We have produced a high-quality reference rose genome sequence that will represent an essential resource for the rose community but also for rose breeders. Using this new reference sequence, we have analysed important structural features of the genome, including the position of the centromeres (Fig. 2) and SNP and indel frequencies (Fig. 3).
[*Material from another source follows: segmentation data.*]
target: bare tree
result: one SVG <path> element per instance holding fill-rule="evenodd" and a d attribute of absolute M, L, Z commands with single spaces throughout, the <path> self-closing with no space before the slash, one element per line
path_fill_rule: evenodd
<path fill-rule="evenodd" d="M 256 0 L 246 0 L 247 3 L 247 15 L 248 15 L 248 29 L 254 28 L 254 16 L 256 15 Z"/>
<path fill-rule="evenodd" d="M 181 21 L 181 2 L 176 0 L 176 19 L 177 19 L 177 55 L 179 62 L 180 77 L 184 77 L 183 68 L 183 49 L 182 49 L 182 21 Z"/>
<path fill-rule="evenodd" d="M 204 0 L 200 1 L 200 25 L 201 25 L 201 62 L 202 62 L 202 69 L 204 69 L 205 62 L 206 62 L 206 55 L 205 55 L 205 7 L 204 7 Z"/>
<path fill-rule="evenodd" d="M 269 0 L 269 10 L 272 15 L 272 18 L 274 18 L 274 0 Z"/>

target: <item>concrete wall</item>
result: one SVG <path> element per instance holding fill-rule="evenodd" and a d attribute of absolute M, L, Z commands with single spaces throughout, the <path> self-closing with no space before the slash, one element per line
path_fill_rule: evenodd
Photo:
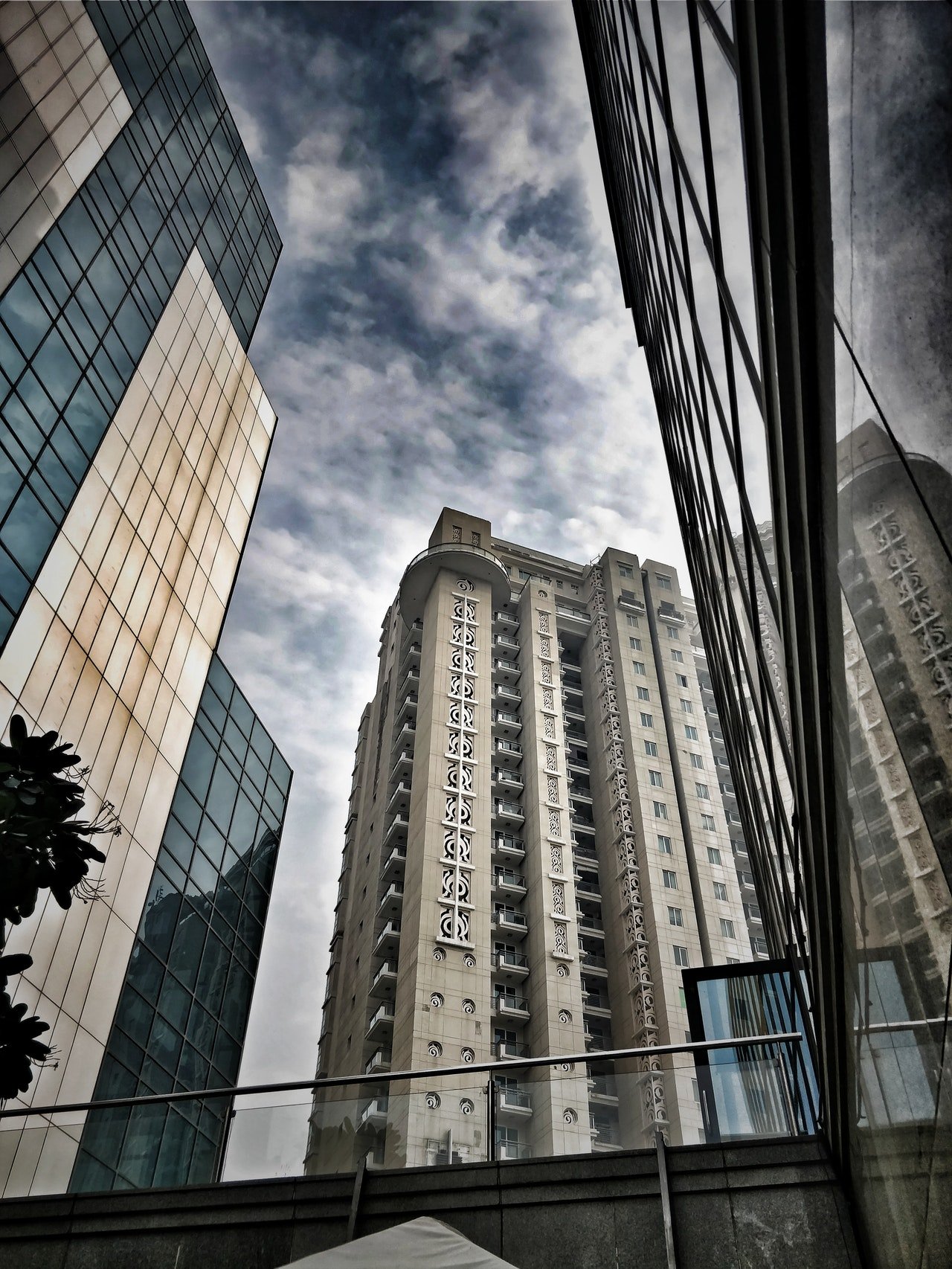
<path fill-rule="evenodd" d="M 679 1269 L 859 1269 L 816 1141 L 669 1151 Z M 18 1269 L 274 1269 L 347 1237 L 353 1176 L 0 1203 Z M 519 1269 L 661 1269 L 654 1151 L 368 1173 L 357 1236 L 416 1216 Z"/>

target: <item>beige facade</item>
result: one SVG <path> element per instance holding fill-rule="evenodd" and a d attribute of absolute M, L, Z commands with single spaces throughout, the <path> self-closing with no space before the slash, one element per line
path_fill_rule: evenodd
<path fill-rule="evenodd" d="M 682 1043 L 682 968 L 750 958 L 674 569 L 556 560 L 444 509 L 380 657 L 319 1063 L 368 1085 L 315 1104 L 310 1171 L 490 1157 L 485 1075 L 369 1081 Z M 670 1066 L 514 1070 L 496 1157 L 703 1140 Z"/>
<path fill-rule="evenodd" d="M 89 1100 L 274 430 L 193 253 L 0 656 L 0 722 L 58 731 L 89 768 L 86 813 L 122 834 L 94 904 L 47 897 L 8 938 L 15 1000 L 51 1024 L 29 1104 Z M 61 1192 L 83 1117 L 5 1121 L 0 1188 Z"/>

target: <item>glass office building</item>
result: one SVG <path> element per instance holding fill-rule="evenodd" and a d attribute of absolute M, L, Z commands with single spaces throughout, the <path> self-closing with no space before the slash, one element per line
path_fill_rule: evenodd
<path fill-rule="evenodd" d="M 764 938 L 869 1263 L 938 1264 L 952 10 L 575 11 Z"/>
<path fill-rule="evenodd" d="M 157 860 L 165 896 L 180 886 L 198 914 L 189 935 L 235 938 L 193 985 L 199 1003 L 209 982 L 225 992 L 202 1004 L 212 1051 L 188 1037 L 192 1066 L 171 1071 L 154 1022 L 128 1036 L 135 1076 L 201 1086 L 204 1060 L 208 1079 L 234 1075 L 235 1052 L 222 1065 L 227 1042 L 215 1046 L 227 1033 L 240 1051 L 268 888 L 245 878 L 248 853 L 253 874 L 273 855 L 286 768 L 254 735 L 241 747 L 235 728 L 254 720 L 236 694 L 213 720 L 227 747 L 208 732 L 234 768 L 213 779 L 241 787 L 236 819 L 223 822 L 217 786 L 198 793 L 207 819 L 183 817 L 180 773 L 187 754 L 199 761 L 199 704 L 227 680 L 213 654 L 275 424 L 248 349 L 281 242 L 184 5 L 8 4 L 0 39 L 0 723 L 17 712 L 74 744 L 88 813 L 109 803 L 123 830 L 91 876 L 98 902 L 50 900 L 9 939 L 33 957 L 17 1000 L 52 1028 L 57 1065 L 27 1095 L 43 1105 L 89 1100 L 100 1067 L 114 1077 Z M 176 824 L 198 835 L 188 863 Z M 169 1024 L 184 1008 L 156 1006 Z M 0 1132 L 0 1189 L 65 1189 L 80 1131 L 15 1123 Z"/>
<path fill-rule="evenodd" d="M 291 770 L 216 656 L 94 1100 L 237 1081 Z M 216 1179 L 227 1099 L 98 1110 L 71 1188 Z"/>

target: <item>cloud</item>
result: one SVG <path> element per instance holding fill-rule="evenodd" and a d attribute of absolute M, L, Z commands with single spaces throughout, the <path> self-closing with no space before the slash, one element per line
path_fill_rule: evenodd
<path fill-rule="evenodd" d="M 296 773 L 242 1079 L 300 1077 L 380 623 L 440 508 L 572 560 L 683 556 L 569 6 L 195 19 L 286 242 L 251 349 L 279 423 L 222 655 Z"/>

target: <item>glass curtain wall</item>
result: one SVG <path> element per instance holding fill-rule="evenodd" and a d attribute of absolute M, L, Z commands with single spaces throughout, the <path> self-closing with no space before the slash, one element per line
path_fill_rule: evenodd
<path fill-rule="evenodd" d="M 281 250 L 185 5 L 86 9 L 132 115 L 0 296 L 0 646 L 185 260 L 248 349 Z"/>
<path fill-rule="evenodd" d="M 871 1263 L 938 1264 L 952 9 L 575 8 L 765 934 Z"/>
<path fill-rule="evenodd" d="M 289 787 L 216 656 L 94 1100 L 237 1082 Z M 212 1181 L 230 1110 L 227 1098 L 94 1110 L 70 1188 Z"/>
Taking advantage of this new high-quality reference sequence, rose is set to become a model species to study ornamental traits. For example, rose was previously used to study scent emission, leading to the discovery of a new pathway for the synthesis of monoterpenes54. Here, using a combination of genomic and genetic approaches (F1 progenies and GWAS diversity panel), we have demonstrated that this new reference sequence can be used to analyse loci controlling ornamental traits, such as continuous flowering, double flower, self-incompatibility and prickle density (Fig. 4). We have identified and characterized candidate genes for these traits. We propose that a rose APETALA2/TOE homologue controls the switch from simple to double flower and, unexpectedly, also the number of petals within double flowers. Further analyses are necessary to validate the function of these genes. The analyses were done in diploid roses but also in tetraploid roses, allowing direct implementation in rose breeding materials, with the development of diagnostic markers as we demonstrated for petal number. For this economically crucial trait, we have developed a genetic marker that permits the prediction of petal number, which we validated on a large panel (Supplementary Fig. 8). This represents a good example of how the development and release of the rose genome sequence can accelerate gains in rose breeding.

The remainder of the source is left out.